Et ceci n’est pas une image, mais un fait abondamment et quotidiennement répété et cultivé à travers toute la terre.
Et c’est ainsi, si délirante que puisse paraître cette affirmation, que la vie présente se maintient dans sa vieille atmosphère de stupre, d’anarchie, de désordre, de délire, de dérèglement, de folie chronique, d’inertie bourgeoise, d’anomalie psychique (car ce n’est pas l’homme mais le monde qui est devenu un anormal), de malhonnêteté voulue et d’insigne tartufferie, de mépris crasseux de tout ce qui montre race,
de revendication d’un ordre tout entier basé sur l’accomplissement d’une primitive injustice,
de crime organisé enfin.
Ça va mal parce que la conscience malade a un intérêt capital à cette heure à ne pas sortir de sa maladie.
C’est ainsi qu’une société tarée a inventé la psychiatrie pour se défendre des investigations de certaines lucidités supérieures dont les facultés de divination la gênaient.
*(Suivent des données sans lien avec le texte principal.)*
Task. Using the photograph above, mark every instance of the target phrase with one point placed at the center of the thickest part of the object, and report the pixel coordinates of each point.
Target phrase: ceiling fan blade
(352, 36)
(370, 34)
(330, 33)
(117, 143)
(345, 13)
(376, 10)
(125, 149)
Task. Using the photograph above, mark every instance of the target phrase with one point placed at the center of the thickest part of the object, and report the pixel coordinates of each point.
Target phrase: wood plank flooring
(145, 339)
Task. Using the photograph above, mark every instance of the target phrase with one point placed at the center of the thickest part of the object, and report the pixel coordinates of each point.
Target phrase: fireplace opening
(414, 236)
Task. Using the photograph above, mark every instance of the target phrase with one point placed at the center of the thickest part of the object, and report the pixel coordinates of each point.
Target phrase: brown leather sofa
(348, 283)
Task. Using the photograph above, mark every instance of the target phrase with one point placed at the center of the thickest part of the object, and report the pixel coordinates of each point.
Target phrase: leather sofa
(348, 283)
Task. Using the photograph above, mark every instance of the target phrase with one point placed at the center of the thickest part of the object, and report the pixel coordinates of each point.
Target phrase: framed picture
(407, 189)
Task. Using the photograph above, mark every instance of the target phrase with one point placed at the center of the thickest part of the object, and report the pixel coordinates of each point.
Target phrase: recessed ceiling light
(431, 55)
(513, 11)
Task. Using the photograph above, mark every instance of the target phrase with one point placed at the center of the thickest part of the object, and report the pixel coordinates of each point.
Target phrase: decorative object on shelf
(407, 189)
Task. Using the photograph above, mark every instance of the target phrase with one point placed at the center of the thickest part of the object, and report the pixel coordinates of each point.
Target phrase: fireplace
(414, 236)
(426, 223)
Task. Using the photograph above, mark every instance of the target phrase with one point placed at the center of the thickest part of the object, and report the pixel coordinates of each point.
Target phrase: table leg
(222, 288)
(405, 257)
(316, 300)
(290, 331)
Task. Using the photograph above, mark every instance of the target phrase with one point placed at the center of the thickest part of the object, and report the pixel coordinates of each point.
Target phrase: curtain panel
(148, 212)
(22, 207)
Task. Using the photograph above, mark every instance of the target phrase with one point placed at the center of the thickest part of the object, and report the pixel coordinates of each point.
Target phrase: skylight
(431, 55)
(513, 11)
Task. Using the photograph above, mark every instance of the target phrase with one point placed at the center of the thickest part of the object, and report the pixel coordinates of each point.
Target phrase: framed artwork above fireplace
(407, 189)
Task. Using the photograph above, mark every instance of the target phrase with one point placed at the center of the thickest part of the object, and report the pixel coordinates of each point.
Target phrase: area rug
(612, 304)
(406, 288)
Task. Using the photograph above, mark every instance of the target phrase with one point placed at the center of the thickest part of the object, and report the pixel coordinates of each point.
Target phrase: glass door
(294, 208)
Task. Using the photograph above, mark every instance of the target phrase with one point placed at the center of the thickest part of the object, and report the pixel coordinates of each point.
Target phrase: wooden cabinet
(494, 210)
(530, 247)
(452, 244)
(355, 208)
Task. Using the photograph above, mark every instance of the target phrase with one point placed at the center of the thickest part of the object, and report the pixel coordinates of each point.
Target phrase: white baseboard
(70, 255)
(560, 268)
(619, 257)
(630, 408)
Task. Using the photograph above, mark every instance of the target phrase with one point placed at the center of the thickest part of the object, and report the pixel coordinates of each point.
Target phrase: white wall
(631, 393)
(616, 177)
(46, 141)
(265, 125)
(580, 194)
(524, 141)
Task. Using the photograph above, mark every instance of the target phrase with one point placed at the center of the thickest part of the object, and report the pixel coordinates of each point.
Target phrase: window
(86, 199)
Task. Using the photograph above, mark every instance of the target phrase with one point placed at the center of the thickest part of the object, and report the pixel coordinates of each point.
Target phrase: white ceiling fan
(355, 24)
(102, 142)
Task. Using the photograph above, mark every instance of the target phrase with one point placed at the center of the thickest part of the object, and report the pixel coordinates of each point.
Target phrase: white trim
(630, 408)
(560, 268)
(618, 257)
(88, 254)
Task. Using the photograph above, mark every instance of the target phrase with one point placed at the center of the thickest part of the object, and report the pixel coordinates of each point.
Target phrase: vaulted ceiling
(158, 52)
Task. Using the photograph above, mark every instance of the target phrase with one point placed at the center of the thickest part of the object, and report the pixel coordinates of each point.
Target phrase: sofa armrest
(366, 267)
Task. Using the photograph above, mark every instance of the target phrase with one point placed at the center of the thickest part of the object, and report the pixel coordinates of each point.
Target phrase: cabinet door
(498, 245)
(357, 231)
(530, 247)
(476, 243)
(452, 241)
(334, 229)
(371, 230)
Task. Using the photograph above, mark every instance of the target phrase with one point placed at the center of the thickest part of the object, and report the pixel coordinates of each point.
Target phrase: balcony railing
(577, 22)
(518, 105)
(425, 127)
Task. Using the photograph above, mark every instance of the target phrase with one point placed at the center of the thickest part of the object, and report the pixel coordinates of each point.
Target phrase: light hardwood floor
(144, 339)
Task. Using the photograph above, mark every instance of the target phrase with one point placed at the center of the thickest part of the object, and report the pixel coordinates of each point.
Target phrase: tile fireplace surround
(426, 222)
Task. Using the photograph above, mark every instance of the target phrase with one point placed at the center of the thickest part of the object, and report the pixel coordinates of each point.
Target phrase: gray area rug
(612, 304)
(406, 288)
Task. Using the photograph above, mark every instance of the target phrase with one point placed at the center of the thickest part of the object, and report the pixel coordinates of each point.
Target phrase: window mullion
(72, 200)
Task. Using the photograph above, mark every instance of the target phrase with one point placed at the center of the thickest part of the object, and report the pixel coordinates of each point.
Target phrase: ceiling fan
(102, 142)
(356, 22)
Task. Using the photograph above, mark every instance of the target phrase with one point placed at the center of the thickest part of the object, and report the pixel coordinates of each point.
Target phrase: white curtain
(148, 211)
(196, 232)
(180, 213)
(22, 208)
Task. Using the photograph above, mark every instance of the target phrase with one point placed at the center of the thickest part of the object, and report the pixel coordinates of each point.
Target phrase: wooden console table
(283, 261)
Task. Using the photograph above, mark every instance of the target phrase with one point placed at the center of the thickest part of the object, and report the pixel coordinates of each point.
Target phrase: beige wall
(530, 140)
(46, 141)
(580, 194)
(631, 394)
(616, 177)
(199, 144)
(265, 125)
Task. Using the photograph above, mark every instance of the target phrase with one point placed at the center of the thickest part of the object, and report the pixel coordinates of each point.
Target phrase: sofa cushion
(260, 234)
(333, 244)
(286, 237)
Gérard de Nerval n’était pas fou, mais il fut accusé de l’être afin de jeter le discrédit sur certaines révélations capitales qu’il s’apprêtait à faire,
et outre que d’être accusé, il fut encore frappé à la tête, physiquement frappé à la tête une certaine nuit afin de perdre la mémoire des faits monstrueux qu’il allait révéler et qui, sous l’action de ce coup, passèrent en lui sur le plan supra-naturel, parce que toute la société, occultement liguée contre sa conscience, fut à ce moment-là assez forte pour lui faire oublier leur réalité.
Non, Van Gogh n’était pas fou, mais ses peintures étaient des feux grégeois, des bombes atomiques, dont l’angle de vision, à côté de toutes les peintures qui sévissaient à cette époque, eût été capable de déranger gravement le conformisme larvaire de la bourgeoisie second Empire et des sbires de Thiers, de Gambetta, de Félix Faure, comme ceux de Napoléon III.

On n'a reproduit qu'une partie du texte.